Mercurial > sdl-ios-xcode
view src/hermes/x86p_32.asm @ 934:af585d6efec8
Date: Thu, 17 Jun 2004 11:38:51 -0700 (PDT)
From: Eric Wing <ewing2121@yahoo.com>
Subject: New OS X patch (was Re: [SDL] Bug with inverted mouse coordinates in
I have a new patch for OS X I would like to submit.
First, it appears no further action has been taken on
my fix from Apple on the OpenGL windowed mode mouse
inversion problem. The fix would reunify the code, and
no longer require case checking for which version of
the OS you are running. This is probably a good fix
because the behavior with the old code could change
again with future versions of the OS, so those fixes
are included in this new patch.
But in addition, when I was at Apple, I asked them
about the ability to distinguish between the modifier
keys on the left and right sides of the keyboard (e.g.
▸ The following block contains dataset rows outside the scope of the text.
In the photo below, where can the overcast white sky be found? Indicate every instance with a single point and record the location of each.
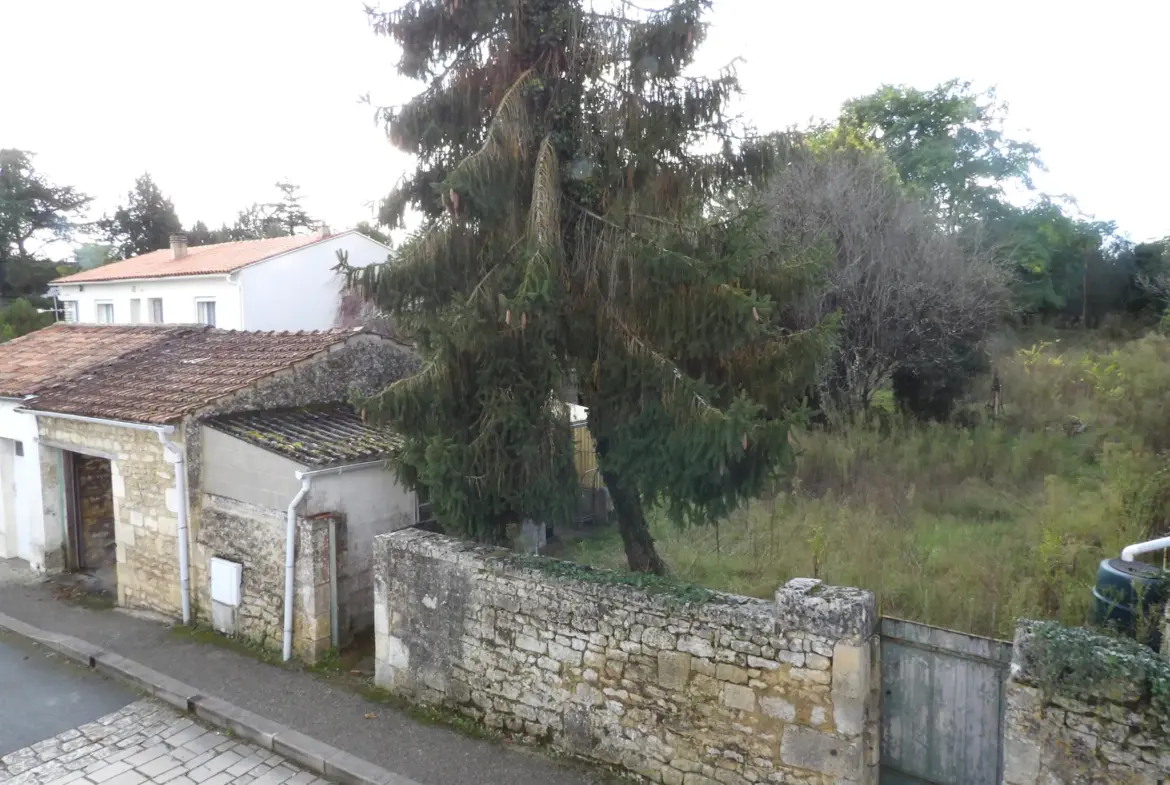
(220, 98)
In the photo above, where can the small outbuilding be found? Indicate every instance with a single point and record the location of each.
(314, 473)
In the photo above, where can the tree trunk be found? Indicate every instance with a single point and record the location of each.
(641, 556)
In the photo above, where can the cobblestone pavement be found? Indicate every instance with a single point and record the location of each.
(148, 742)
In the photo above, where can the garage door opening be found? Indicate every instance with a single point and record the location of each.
(93, 548)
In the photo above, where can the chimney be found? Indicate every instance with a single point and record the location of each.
(178, 246)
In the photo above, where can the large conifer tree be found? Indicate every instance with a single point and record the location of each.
(575, 236)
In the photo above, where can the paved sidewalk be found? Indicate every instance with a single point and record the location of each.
(431, 755)
(148, 743)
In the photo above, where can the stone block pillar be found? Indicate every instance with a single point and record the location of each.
(311, 611)
(848, 617)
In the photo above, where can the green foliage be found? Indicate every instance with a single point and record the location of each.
(287, 215)
(20, 317)
(1079, 661)
(33, 213)
(968, 528)
(93, 254)
(948, 144)
(648, 583)
(373, 232)
(144, 224)
(276, 219)
(575, 236)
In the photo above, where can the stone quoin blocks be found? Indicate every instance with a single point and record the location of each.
(728, 691)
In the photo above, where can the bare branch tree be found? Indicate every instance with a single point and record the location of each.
(906, 291)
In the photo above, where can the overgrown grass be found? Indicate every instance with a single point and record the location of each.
(971, 527)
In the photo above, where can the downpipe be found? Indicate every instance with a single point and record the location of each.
(290, 563)
(1130, 551)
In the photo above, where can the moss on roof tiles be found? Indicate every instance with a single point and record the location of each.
(311, 435)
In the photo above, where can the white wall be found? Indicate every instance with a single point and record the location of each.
(300, 290)
(295, 290)
(22, 529)
(178, 295)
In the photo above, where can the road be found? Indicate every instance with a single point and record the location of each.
(63, 723)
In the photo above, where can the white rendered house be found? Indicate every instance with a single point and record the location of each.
(279, 283)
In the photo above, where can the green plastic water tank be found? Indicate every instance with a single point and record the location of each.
(1124, 591)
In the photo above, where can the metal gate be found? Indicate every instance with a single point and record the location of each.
(942, 706)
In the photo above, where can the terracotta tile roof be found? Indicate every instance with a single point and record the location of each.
(311, 435)
(48, 356)
(190, 369)
(200, 260)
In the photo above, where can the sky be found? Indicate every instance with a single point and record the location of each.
(219, 100)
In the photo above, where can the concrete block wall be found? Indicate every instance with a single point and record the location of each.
(1106, 729)
(674, 687)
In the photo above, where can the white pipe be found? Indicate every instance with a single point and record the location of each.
(290, 563)
(180, 488)
(305, 479)
(1130, 551)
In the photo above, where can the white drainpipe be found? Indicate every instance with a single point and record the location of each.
(180, 488)
(305, 479)
(1130, 551)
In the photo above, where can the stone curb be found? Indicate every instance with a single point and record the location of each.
(308, 752)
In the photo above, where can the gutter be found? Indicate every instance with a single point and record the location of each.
(305, 479)
(178, 459)
(1130, 551)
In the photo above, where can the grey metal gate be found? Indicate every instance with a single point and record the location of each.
(942, 706)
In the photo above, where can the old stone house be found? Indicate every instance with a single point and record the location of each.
(328, 459)
(126, 447)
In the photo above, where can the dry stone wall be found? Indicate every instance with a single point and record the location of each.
(680, 687)
(1084, 709)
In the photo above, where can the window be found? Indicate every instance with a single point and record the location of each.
(206, 309)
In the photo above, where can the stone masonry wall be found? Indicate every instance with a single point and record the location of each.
(254, 537)
(1095, 715)
(145, 509)
(678, 687)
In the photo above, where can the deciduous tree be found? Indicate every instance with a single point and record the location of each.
(948, 144)
(913, 301)
(33, 213)
(142, 225)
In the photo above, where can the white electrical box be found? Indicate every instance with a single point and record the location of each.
(227, 578)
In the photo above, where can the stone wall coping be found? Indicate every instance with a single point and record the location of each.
(803, 605)
(1117, 670)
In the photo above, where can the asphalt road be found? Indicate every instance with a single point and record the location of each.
(45, 695)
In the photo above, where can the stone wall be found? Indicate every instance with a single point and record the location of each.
(363, 365)
(254, 537)
(676, 684)
(145, 507)
(1084, 709)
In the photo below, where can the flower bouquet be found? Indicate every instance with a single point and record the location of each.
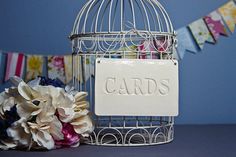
(42, 115)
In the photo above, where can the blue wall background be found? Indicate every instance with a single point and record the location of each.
(207, 80)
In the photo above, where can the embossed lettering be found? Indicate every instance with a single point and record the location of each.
(110, 85)
(164, 87)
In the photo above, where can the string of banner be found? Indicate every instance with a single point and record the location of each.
(190, 39)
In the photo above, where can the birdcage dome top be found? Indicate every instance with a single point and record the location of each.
(121, 16)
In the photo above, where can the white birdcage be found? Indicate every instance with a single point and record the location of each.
(133, 29)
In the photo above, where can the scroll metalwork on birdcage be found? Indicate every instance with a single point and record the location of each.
(124, 30)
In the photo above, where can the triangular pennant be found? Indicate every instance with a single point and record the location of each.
(201, 33)
(68, 68)
(15, 65)
(228, 12)
(185, 42)
(56, 68)
(2, 66)
(215, 24)
(34, 67)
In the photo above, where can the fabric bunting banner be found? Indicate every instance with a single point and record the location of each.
(190, 38)
(15, 65)
(34, 66)
(228, 12)
(215, 24)
(68, 68)
(201, 33)
(185, 42)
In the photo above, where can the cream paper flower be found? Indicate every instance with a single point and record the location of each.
(42, 111)
(45, 133)
(78, 115)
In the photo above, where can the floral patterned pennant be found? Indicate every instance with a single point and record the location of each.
(56, 68)
(201, 33)
(228, 12)
(215, 24)
(34, 67)
(15, 65)
(185, 42)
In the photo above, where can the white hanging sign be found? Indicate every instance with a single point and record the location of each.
(134, 87)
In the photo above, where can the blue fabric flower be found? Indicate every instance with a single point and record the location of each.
(53, 82)
(10, 117)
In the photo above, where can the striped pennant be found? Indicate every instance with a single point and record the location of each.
(15, 65)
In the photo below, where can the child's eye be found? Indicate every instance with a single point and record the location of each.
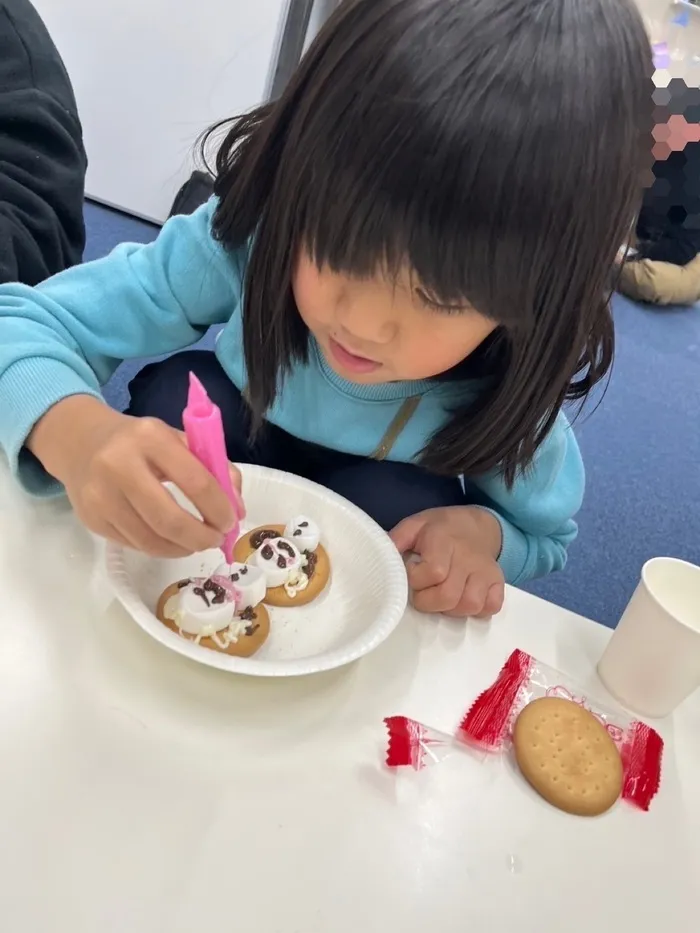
(434, 305)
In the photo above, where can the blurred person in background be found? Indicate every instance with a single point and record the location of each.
(665, 264)
(42, 159)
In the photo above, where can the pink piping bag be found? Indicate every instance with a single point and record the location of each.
(204, 430)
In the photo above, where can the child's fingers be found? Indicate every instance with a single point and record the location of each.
(138, 535)
(473, 598)
(165, 517)
(444, 597)
(435, 550)
(405, 534)
(182, 468)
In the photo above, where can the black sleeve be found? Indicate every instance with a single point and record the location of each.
(678, 246)
(42, 159)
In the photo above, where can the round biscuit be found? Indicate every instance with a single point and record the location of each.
(278, 596)
(243, 648)
(567, 756)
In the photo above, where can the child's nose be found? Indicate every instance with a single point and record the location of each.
(367, 324)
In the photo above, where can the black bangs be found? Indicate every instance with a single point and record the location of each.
(494, 151)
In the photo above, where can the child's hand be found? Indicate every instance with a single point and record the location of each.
(112, 467)
(458, 573)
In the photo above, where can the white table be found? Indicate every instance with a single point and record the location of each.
(140, 792)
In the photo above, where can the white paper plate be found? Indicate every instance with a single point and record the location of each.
(360, 607)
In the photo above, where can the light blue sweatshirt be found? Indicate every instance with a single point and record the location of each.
(68, 335)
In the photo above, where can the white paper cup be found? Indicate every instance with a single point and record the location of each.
(652, 662)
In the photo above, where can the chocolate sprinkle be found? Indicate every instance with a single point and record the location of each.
(219, 592)
(257, 538)
(311, 561)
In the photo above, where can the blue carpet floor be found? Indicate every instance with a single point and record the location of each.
(641, 447)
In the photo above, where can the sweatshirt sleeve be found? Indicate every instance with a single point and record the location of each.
(67, 336)
(537, 514)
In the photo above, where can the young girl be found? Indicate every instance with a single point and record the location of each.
(410, 252)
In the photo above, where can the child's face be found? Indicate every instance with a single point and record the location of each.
(379, 331)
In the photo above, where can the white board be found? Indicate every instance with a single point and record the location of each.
(150, 75)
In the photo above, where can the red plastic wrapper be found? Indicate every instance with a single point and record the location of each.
(489, 722)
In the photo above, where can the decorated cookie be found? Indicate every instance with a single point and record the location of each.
(216, 613)
(566, 754)
(293, 561)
Left Shift, Right Shift, Left/Right Alt, L/R Cmd, L/R
Ctrl). They told me that starting with Panther, the OS
began supporting this feature. This has always been a
source of annoyance for me when bringing a program
that comes from Windows or Linux to OS X when the
keybindings happened to need distinguishable left-side
and right-side keys. So the rest of the patch I am
submitting contains new code to support this feature
on Panther (and presumably later versions of the OS).
So after removing the OS version checks for the mouse
inversion problem, I reused the OS version checks to
activate the Left/Right detection of modifier keys. If
you are running Panther (or above), the new code will
attempt to distinguish between sides. For the older
OS's, the code path reverts to the original code.
I've tested with Panther on a G4 Cube, G5 dual
processor, and Powerbook Rev C. The Cube and G5
keyboards demonstrated the ability to distinguish
between sides. The Powerbook seems to only have
left-side keys, but the patch was still able to handle
it by producing the same results as before the patch.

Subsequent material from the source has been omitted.